Freelances en multi-clients
Compliqué. La logique de sièges Full par fichier oblige soit à payer le client, soit à intégrer son organisation Figma. Et pour un freelance qui prototype rapidement sur des projets MVP, Claude Design dans Claude Pro fait souvent l'affaire pour moins cher. Sauf à servir des clients qui exigent Figma natif — dans ce cas, l'agent justifie son coût en quelques projets.
Marketing / produits non-design
Pas pertinent. Le ticket d'entrée à 16 $/mois plus crédits n'a aucun sens pour un product manager qui veut juste une slide propre. Pour ce cas, Notion AI ou Canva restent imbattables.
Notre verdict après une semaine
Figma Design Agent n'est pas un Claude Design tueur, et ce n'est pas son objectif. C'est une couche d'agent IA qui rend Figma encore plus collant pour les équipes qui y vivent déjà. Le gros défi pour Figma n'est pas technique mais commercial : à la GA, les utilisateurs vont devoir empiler crédits IA et sièges Full. La transparence sur les tarifs de crédits avant la fin de la bêta sera déterminante.

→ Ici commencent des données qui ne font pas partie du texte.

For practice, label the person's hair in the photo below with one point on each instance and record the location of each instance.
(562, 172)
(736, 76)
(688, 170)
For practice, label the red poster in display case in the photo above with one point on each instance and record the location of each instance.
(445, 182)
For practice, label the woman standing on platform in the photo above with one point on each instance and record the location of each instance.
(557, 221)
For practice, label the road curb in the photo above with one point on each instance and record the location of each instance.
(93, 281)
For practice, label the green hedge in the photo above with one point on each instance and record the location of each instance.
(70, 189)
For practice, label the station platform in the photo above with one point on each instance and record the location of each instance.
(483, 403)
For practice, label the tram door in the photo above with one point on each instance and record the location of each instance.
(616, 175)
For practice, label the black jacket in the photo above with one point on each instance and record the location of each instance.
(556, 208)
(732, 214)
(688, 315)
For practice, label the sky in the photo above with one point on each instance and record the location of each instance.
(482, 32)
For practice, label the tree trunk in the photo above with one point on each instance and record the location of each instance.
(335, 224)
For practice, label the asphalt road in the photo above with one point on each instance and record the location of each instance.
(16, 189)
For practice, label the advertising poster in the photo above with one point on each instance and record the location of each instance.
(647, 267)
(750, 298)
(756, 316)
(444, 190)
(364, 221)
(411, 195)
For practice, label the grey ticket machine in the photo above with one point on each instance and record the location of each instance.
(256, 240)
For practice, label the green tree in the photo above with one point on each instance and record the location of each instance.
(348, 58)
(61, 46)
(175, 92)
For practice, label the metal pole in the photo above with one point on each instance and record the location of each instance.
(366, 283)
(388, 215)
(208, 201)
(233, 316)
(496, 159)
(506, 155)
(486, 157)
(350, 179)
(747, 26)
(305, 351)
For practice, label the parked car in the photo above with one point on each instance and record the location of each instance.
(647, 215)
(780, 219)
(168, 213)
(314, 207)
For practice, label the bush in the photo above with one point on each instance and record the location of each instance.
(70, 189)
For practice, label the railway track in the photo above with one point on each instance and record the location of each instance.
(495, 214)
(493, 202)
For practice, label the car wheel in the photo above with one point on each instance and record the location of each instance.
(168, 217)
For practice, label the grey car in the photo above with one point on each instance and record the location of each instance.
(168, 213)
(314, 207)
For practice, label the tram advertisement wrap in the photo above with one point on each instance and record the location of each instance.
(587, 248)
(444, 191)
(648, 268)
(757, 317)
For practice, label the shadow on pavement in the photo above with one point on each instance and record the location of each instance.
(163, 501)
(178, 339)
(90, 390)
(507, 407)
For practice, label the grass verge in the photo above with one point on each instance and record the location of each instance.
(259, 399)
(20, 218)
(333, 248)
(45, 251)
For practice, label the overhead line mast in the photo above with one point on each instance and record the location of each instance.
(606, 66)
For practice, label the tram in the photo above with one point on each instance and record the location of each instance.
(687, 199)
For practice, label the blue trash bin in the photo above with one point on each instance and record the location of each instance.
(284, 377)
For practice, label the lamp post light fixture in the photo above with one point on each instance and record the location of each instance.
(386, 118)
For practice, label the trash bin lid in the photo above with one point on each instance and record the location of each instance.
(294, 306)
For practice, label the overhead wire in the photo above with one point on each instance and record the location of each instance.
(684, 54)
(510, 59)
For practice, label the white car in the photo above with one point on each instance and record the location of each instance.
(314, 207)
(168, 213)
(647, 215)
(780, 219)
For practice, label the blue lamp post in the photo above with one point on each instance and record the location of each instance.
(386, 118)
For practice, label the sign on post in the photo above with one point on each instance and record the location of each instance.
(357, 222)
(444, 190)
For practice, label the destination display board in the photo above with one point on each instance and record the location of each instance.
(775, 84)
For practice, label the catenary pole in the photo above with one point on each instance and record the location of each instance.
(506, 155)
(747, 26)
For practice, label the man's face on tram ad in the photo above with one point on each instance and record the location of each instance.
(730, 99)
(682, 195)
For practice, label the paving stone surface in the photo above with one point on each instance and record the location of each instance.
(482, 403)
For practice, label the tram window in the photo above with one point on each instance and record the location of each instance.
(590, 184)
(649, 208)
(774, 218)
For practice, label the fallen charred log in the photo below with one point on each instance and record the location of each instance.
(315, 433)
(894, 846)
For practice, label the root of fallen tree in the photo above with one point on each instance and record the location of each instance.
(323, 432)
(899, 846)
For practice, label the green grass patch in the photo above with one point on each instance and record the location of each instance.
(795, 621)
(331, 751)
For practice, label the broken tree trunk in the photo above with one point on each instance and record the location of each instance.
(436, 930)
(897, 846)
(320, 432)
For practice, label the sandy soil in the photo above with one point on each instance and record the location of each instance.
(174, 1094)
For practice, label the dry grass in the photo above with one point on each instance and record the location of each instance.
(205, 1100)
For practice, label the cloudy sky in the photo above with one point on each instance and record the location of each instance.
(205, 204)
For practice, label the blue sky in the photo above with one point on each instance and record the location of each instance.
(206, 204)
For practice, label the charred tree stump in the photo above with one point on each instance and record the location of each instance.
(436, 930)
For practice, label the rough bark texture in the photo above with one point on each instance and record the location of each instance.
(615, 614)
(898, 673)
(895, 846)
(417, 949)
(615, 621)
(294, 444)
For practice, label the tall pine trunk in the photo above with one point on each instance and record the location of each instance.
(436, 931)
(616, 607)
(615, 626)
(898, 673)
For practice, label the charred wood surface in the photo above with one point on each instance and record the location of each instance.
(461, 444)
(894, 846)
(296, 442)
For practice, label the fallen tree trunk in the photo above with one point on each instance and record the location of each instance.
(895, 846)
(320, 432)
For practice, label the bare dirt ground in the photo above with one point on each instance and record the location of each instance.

Pour une équipe qui a déjà investi dans un design system Figma : essayer maintenant pendant la gratuité, mesurer le temps gagné, et budgéter à 2026 H2. Pour quelqu'un qui prototype seul sans contrainte de fichier partagé : Claude Design coûte moins cher et fait le boulot. Pour qui ne touche Figma qu'occasionnellement : aucune raison de s'y mettre.
Figma a publié 333,4 M$ de revenus au T1 2026, en croissance de 46 % sur un an. L'introduction de l'agent natif n'est pas une démonstration technique, c'est une défense de territoire. Avec Anthropic dans la maison Anthropic-Google et OpenAI en partenaire intégré, Figma a sécurisé les deux rails techniques qui comptent. Reste à voir si les designers accepteront que leur outil principal devienne aussi leur facture IA principale.